Expertise & Qualifications
- Pharm.D., St. John’s University; licensed pharmacist.
- Deep capital markets and life sciences investment expertise (buy-side and sell-side biotech research).
- Strategic/BD advisory experience from Bionest Partners.
Equity Ownership
| Item | Amount/Status | Notes |
|---|---|---|
| Individual beneficial ownership | Not disclosed | Initial equity awards granted at appointment; attribution to ABG fund per policy. |
| Options outstanding (Initial Award) | 40,000 | 25% vested at grant; remainder monthly over 36 months (service-based). |
| Annual option eligibility | 20,000 (starting 2026 AGM) | Vests fully by 1-year or next AGM (service-based). |
| Shares pledged/hedged | None disclosed | — |
| Ownership guidelines (directors) | Not disclosed | — |
| Significant shareholder linkage | ABG MedAlpha ~11.26% | As of Sep 17, 2025. |
Governance Assessment
-
Positives
- Independent status under Nasdaq; no Item 404(a) related-party transactions disclosed; standard indemnification in place.
- Compensation structure aligned with broad PMN director policy (modest cash, equity time-based options), with clear vesting schedules.
- Significant capital markets and biotech expertise likely to support financing and strategy as PMN approaches 2026 trial readouts.
-
Risks/Watch Items
- Potential perceived conflict: director affiliated with a top shareholder (ABG MedAlpha ~11.26%). Mitigants: independence determination, no Item 404(a) transactions, and compensation attributed to ABG rather than personally; monitor for any future related-party interactions, committee assignments (especially Compensation/Audit), or changes in ABG holdings.

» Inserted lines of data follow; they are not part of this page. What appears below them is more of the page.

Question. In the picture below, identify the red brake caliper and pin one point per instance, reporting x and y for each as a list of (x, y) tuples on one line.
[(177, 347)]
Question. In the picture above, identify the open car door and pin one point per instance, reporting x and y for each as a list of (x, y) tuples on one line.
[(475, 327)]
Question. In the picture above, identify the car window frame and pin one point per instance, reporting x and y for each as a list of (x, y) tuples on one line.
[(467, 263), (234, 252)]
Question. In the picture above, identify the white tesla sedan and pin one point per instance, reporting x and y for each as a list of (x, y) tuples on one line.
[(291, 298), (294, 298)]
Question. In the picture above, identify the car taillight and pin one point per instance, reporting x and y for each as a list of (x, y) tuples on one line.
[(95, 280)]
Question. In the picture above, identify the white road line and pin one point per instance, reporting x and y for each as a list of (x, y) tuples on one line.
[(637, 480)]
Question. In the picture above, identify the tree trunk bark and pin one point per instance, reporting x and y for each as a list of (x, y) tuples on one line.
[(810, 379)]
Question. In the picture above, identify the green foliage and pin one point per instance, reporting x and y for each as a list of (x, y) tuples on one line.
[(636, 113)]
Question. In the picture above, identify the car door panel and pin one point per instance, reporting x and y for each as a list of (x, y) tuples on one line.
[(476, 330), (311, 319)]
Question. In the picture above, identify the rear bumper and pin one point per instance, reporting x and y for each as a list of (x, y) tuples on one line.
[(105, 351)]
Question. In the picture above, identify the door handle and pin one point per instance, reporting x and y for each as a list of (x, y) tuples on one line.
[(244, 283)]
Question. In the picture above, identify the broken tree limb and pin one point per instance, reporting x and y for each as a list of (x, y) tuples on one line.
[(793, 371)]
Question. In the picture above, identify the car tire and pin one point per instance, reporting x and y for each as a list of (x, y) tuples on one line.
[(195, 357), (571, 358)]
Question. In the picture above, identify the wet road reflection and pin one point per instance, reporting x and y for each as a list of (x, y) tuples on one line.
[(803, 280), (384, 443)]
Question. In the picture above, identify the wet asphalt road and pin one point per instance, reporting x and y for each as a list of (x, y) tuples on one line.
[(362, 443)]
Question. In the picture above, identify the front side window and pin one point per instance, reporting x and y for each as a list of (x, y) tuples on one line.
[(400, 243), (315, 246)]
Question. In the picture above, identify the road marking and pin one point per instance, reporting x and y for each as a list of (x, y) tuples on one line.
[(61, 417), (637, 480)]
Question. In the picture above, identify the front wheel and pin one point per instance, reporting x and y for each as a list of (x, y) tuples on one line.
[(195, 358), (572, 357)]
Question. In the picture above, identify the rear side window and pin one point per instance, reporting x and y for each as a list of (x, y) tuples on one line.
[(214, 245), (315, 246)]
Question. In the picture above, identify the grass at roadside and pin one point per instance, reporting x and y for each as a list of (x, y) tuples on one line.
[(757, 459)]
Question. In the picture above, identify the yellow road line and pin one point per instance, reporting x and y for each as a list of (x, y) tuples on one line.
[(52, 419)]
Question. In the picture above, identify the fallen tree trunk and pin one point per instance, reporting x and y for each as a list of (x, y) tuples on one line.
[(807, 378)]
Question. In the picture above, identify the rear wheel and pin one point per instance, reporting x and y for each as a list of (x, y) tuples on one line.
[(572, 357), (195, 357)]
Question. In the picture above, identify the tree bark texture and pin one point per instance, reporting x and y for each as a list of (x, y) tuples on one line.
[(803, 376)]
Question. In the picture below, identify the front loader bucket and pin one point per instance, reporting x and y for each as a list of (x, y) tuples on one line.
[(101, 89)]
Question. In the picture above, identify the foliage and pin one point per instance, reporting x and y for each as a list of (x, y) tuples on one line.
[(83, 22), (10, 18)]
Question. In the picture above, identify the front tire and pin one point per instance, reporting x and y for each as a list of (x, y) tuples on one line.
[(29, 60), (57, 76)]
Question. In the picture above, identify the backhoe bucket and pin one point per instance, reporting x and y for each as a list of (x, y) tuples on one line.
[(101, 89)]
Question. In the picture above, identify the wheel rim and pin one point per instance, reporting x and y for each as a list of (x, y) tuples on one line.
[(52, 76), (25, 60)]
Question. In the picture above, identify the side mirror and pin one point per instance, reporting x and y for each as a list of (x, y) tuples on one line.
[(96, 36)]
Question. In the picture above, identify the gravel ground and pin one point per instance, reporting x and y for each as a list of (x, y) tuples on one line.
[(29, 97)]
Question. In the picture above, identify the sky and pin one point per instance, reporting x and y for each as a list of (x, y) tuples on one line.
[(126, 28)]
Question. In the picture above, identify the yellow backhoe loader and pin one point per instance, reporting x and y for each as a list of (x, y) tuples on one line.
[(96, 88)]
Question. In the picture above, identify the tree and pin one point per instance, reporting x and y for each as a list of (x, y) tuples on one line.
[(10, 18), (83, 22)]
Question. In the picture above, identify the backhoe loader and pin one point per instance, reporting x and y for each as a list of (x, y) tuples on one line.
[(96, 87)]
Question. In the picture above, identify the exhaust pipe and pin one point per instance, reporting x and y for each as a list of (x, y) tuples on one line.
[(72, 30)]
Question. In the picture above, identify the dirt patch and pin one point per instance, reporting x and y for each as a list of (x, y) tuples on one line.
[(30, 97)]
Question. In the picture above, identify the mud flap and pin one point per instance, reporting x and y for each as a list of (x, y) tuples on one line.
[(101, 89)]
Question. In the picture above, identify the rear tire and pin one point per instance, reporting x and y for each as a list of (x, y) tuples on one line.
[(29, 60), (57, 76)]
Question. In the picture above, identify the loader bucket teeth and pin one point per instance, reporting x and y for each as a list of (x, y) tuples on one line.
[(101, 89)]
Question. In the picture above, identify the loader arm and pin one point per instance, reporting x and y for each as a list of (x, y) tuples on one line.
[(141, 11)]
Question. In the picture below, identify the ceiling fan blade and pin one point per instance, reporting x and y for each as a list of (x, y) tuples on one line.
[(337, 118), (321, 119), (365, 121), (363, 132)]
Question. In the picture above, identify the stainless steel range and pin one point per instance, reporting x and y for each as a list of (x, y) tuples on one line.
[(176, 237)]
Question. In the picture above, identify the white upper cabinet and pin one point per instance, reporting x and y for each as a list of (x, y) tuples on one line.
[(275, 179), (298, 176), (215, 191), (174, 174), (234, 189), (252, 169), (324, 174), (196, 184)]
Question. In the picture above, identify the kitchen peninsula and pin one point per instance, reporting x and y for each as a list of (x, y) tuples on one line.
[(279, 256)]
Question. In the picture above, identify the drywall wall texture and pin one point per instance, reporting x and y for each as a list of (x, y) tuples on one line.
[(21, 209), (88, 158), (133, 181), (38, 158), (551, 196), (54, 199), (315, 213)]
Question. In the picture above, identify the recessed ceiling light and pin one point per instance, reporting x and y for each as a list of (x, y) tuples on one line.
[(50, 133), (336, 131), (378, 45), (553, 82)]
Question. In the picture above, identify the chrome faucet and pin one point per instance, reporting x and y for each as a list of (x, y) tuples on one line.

- Committee roles/attendance for Dr. Alex not yet established given the late-2025 appointment; track 2026 proxy for attendance and committee assignments.
-
Shareholder confidence signals
- Special Meeting outcomes (reverse split authority) suggest active shareholder engagement; while not directly related to the director, it frames governance context around listing compliance.